Döküman toplamak için çarşı pazarda dolaşırken kendime balık ziyafeti çekmek geldi aklıma.. Balık, yanına yaklaşacak gibi değildi ama, yine de paraya kıyıp dört adet lüfer aldım ve evdekilerle birlikte kendimize balık ziyafeti çektik. Lüfer pek de güzeldi.
Balık sofrasında bugünkü yazı için konuyu da bulmuştum. Karadeniz’de balık zekayı geliştirir derler. Gerçekten de zeka derinliğimde keşfe çıkınca elimde öykü olarak beklettiğim; lezzeti, özellikle fiyakası ve bıçkınlığıyla ünlü lüferin gizemli öyküsünü buraya aktarayım dedim. Belki paylaşılmıştır, biliyorsunuzdur. Ama, ben yine de paylaşmak istedim,
“LÜFER’DEN KOFONA’YA”
“Onun adı Pomatomus Saltatrix, Karadeniz'de çıkar yumurtadan, Ağaç yaşken eğilir misali daha 3 cm. boyundayken bile laryaları kovalayacak cesarettedir.
Büyür, o yağlı güzel Karadeniz hamsisini yemeye başlar, hem de daha Defne Yaprağı iken. Samsun, Sinop, Kastamonu derken Zonguldak, Düzce geçilir bir de bakmışsın ki bizim ufaklık delikanlı bir Çinekop olmuş.

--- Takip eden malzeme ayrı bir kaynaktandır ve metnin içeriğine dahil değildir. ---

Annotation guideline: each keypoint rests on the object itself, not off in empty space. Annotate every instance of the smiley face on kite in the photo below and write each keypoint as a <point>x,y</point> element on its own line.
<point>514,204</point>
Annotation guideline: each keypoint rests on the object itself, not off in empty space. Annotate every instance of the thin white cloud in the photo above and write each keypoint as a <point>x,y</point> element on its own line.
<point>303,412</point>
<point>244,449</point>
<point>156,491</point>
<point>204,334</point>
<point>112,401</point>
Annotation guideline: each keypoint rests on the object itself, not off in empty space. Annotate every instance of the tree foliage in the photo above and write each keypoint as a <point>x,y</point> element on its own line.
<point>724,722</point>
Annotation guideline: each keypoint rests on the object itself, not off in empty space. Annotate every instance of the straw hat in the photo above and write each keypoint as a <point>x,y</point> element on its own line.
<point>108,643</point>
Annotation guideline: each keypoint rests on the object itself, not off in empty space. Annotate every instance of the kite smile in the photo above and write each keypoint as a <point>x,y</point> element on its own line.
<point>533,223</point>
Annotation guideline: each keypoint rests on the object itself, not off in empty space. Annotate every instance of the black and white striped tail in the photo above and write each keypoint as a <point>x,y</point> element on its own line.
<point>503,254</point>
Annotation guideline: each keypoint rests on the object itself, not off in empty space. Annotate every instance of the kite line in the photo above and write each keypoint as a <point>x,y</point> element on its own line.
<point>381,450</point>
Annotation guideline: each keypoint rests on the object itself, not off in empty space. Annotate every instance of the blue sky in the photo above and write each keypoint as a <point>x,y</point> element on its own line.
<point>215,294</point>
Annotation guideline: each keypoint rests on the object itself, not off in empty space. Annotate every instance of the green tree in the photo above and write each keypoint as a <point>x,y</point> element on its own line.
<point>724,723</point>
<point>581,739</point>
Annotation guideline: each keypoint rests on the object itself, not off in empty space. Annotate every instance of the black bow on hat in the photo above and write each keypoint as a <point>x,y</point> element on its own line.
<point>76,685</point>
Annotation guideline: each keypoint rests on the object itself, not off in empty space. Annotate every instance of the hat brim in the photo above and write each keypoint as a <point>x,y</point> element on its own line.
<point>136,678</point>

Heyecanla beklediği memleketine, İstanbul Boğazı'na girer Çinekoplar. Bu sefer Boğazın en lezzetlisi İstavritlerine göz koyar, doyurur kendini, iyice boy atar, olur yağlı bir Sarıkanat.
Artık tam bir predatördür. Kendi cinsi dahil uçan, kaçan her balığı jiletten keskin dişleri, çeliği kesen güçlü çenesiyle tek darbede parçalar.
Bu hırçınlık ve beslenme alışkanlığı bizimkine yarar, Boğazda akıntılarda yüze yüze iyice parlayan belirginleşen pullarıyla endamı güzel, kendisi güzel bir Lüfer olur.
Artık babayiğittir, gören balıklar aman diler yüzüşünden, gecelerin adamıdır gafil avlar koca koca kefalleri, zarganaları.
Boğaz dar gelir, Marmara'da eser geçer Kofana olur.
Çanakkale'yi geçer bir selam çakar Seddülbahir'e, çıkar Ege'ye...
Balık çiftliklerinde bekçilik yapmaya başlar, kaçanı affetmez ispendekleri, lidakileri çekirdek gibi yer, öyle olunca ona Sırtıkara derler...
Öyle fiyakalı cengaver bir balıktır ki; doğumundan, ölümüne neredeyse her santim büyümesinde ismi değişir.
Defne Yaprağı / Çinekop Palazı / Çinekop / Kaba Çinekop / Sarıkanat / Lüfer / Kaba Lüfer / Kofana / Sırtıkara
Her boyda ismi değişse de değişmeyen tek şey, kaderidir. Sofralarımızın ve içki masalarımızın en değişmez lezzetidir.
Bu bizim balığımız ve artık yok olmakla yüz yüze.
Bugün bu balığı yaşatmak, öldürmekten çok daha kıymetli...
Av limitlerine riayet edin, balığı yaşatın, keyfini yaşayın.